Mary was the only child of the portrait artist George Spencer Watson RA and his wife Hilda, an expressionist dance performer. George’s studio was at their home in Holland Park Road, London, while Hilda’s studio theatre was in nearby Warwick Road. They socialised with a circle of fellow artists, craftspeople and musicians. Family holidays were spent at Corner Cottage in Studland on the Purbeck coast, where George could paint and they all rode.

In 1923 Hilda and George bought Dunshay Manor in Purbeck, and it became the family’s main residence. Hilda focused on the development of her mime dance performances, training Mary to work with her.
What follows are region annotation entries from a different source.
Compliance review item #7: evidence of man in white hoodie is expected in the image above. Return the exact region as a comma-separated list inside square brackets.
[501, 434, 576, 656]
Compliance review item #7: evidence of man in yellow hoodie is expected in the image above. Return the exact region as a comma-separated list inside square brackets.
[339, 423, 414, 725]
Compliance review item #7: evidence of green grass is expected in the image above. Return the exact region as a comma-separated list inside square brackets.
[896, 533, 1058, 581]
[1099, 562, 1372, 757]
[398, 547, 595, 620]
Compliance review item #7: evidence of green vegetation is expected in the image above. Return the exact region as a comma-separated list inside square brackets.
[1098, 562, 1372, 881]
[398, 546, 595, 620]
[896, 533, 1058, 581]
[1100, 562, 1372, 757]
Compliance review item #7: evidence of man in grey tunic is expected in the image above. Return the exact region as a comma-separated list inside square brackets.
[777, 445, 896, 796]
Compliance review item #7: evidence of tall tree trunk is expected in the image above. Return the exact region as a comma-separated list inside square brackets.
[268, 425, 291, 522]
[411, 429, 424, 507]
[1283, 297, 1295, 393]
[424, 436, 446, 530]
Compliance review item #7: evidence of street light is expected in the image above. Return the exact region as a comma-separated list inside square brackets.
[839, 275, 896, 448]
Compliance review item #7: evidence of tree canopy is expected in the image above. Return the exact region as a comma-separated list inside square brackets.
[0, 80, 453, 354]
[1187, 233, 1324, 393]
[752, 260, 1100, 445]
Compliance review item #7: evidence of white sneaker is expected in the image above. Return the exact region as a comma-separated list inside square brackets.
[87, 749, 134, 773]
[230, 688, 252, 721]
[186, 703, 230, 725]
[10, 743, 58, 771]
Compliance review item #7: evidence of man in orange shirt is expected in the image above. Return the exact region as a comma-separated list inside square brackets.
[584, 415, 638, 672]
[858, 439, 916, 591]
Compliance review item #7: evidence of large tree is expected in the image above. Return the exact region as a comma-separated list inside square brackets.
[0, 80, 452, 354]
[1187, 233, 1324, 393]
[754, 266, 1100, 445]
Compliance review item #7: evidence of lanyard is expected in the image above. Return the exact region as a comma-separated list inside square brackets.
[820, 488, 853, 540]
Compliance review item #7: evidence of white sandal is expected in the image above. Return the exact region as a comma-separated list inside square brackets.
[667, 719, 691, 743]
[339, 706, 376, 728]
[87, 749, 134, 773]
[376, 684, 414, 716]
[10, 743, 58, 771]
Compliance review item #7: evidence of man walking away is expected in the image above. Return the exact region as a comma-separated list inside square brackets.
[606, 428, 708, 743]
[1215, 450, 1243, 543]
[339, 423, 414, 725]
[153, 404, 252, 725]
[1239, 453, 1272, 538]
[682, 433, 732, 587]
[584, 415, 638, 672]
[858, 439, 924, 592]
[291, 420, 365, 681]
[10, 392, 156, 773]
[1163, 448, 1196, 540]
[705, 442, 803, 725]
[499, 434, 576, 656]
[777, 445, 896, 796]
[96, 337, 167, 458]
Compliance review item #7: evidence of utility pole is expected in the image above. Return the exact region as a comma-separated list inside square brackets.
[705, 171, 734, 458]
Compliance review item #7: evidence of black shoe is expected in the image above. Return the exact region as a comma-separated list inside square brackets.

Holland Park Road was kept to maintain their professional and social lives, and for George to work on his portrait commissions.

Becoming a sculptor

As a child, during the restoration of Dunshay Manor, Mary would ride on her pony Robin to nearby Lander’s Quarries with orders for stone from Hilda. One day a quarryman handed her some tools to try out on a Purbeck block. The experience shaped the rest of her life and her decision to study sculpture.

  • 1928 Bournemouth School of Art, one day a week
  • 1929/30 Slade School of Fine Art, London University, to study sculpture
  • 1930/34 Royal Academy Schools, where Mary was taught to model set pieces in clay
  • 1934/35 Central School of Arts and Crafts, where she learnt to carve under the supervision of John Skeaping, who advocated the principle of truth to materials
  • 1938 Mary became a student of Ossip Zadkine at his Paris studio. Zadkine worked in a ‘Cubist style that was greatly influenced by both African and Greek art’ [1]

Living and working at Dunshay

Dunshay was at the heart of Mary’s work. She developed her approach to making figurative sculptures mainly using local materials: Purbeck and Portland stone, native timbers and Dorset clay. Her inspirations came from two sources: the poetry and classical myths that formed the basis for Hilda’s mime dance and the natural world of Dorset.